Manifestation pro-Palestine à Montréal

« les gens continuent d’appuyer la Palestine »

Réclamant un cessez-le-feu immédiat, des milliers de personnes ont de nouveau manifesté dans les rues du centre-ville de Montréal samedi en soutien à la Palestine.

Des orateurs ont chauffé la foule qui se massait petit à petit au square Dorchester, malgré le temps froid contrastant avec les derniers jours. Les autorités ont estimé le nombre des manifestants à 10 000.

« On doit montrer à notre gouvernement que les gens continuent d’appuyer la Palestine », a lancé Rand, une travailleuse du secteur de la santé d’origine palestinienne qui dit avoir perdu plusieurs membres de sa famille dans les bombardements de la bande de Gaza.

Puis la foule est descendue dans la rue vers 15 h 30, suivant d’abord le boulevard René-Lévesque puis la rue Sainte-Catherine, encadrée par de nombreux policiers à vélo et à cheval.

« Mettre de la pression »

La position de Justin Trudeau, qui s’abstient de réclamer un cessez-le-feu, pousse de nombreux manifestants à descendre dans la rue, plus d’un mois après le début du conflit en Israël, explique une représentante du Palestinian Youth Movement, l’association derrière l’organisation de cette manifestation, Sarah Shamy.

Cette dernière se réjouit de constater que la mobilisation ne fléchit pas. « Ça ne ralentit pas et on voit différentes formes de pression », a-t-elle déclaré, citant le blocage du pont Jacques-Cartier jeudi dernier comme « la preuve qu’on est prêts à prendre tous les moyens pour mettre de la pression sur nos gouvernements ».
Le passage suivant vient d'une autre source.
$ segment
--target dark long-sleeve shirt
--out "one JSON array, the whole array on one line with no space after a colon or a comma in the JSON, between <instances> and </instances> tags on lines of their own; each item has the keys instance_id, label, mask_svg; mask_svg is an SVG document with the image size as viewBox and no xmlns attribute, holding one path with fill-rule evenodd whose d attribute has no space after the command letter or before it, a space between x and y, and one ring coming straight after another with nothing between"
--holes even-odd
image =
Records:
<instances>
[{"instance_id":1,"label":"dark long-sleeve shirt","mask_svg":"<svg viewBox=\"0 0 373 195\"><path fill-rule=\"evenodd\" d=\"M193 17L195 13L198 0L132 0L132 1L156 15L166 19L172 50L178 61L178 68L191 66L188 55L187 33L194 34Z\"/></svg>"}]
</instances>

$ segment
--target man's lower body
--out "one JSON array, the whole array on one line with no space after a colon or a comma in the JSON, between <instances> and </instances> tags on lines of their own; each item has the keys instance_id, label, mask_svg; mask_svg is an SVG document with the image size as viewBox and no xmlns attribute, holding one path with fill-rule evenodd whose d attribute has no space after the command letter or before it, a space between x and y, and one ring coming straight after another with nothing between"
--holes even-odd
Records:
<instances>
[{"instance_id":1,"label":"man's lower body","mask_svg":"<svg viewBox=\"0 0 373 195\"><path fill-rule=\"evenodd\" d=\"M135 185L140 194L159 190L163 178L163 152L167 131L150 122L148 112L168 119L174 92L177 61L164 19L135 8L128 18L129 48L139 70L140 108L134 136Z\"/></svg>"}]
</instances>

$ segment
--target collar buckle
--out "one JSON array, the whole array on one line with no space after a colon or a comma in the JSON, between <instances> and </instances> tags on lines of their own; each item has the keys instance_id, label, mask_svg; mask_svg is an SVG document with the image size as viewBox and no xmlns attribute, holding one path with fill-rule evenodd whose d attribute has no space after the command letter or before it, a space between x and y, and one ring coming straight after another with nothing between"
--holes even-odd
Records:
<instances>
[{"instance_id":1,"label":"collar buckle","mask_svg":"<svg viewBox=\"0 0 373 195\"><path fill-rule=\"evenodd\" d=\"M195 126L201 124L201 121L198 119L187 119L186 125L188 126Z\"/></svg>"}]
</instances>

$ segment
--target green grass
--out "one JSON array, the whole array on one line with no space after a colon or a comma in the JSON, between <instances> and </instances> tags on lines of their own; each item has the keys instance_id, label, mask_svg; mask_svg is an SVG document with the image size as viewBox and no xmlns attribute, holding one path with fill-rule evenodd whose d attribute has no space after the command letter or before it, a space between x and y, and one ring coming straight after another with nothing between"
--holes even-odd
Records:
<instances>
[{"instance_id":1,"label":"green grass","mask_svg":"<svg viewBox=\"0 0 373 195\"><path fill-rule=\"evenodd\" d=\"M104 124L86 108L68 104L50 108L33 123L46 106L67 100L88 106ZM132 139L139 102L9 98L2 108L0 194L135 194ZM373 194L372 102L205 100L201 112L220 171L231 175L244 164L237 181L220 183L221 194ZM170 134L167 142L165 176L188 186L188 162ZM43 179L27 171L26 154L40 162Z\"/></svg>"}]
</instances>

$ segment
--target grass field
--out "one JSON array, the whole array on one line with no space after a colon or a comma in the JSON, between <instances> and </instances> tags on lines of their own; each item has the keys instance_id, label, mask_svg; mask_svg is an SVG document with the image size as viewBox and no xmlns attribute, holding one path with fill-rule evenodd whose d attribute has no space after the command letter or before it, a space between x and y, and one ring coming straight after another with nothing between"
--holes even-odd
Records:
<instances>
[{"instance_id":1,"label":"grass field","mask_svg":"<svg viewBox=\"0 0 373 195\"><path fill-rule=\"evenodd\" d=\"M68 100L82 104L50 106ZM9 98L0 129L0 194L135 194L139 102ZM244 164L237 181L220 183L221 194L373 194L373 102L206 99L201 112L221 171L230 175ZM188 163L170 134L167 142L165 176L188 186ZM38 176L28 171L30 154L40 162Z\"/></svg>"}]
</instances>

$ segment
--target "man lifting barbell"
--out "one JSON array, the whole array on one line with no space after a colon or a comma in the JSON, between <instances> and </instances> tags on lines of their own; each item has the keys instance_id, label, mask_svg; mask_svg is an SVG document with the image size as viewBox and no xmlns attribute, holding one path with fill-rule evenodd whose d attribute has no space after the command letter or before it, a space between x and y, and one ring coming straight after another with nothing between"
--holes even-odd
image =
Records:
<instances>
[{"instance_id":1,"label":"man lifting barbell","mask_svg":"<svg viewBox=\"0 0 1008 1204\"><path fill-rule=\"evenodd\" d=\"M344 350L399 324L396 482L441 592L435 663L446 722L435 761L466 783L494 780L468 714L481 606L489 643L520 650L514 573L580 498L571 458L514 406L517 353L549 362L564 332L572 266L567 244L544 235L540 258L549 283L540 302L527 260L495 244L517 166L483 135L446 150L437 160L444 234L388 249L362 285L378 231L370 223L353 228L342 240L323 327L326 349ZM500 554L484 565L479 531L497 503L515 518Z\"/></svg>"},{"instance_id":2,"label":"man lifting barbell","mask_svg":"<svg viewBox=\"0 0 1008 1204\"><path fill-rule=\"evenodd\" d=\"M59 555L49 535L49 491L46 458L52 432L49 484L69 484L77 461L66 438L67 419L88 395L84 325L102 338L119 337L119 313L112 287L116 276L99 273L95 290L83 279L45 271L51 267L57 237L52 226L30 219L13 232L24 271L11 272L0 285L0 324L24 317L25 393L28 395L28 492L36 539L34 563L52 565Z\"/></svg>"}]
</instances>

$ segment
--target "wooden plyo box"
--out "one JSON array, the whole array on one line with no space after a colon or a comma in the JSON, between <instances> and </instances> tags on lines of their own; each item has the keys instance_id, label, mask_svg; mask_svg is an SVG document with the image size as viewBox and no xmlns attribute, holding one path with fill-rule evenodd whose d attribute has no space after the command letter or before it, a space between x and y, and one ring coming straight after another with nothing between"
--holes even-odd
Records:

Le Service de police de la Ville de Montréal n’a signalé aucun débordement.

Le Palestinian Youth Movement convie ses supporteurs à un grand rassemblement national à Ottawa samedi prochain, un évènement que Sarah Shamy entrevoit comme « la plus importante manifestation en soutien à la Palestine de l’histoire du Canada ».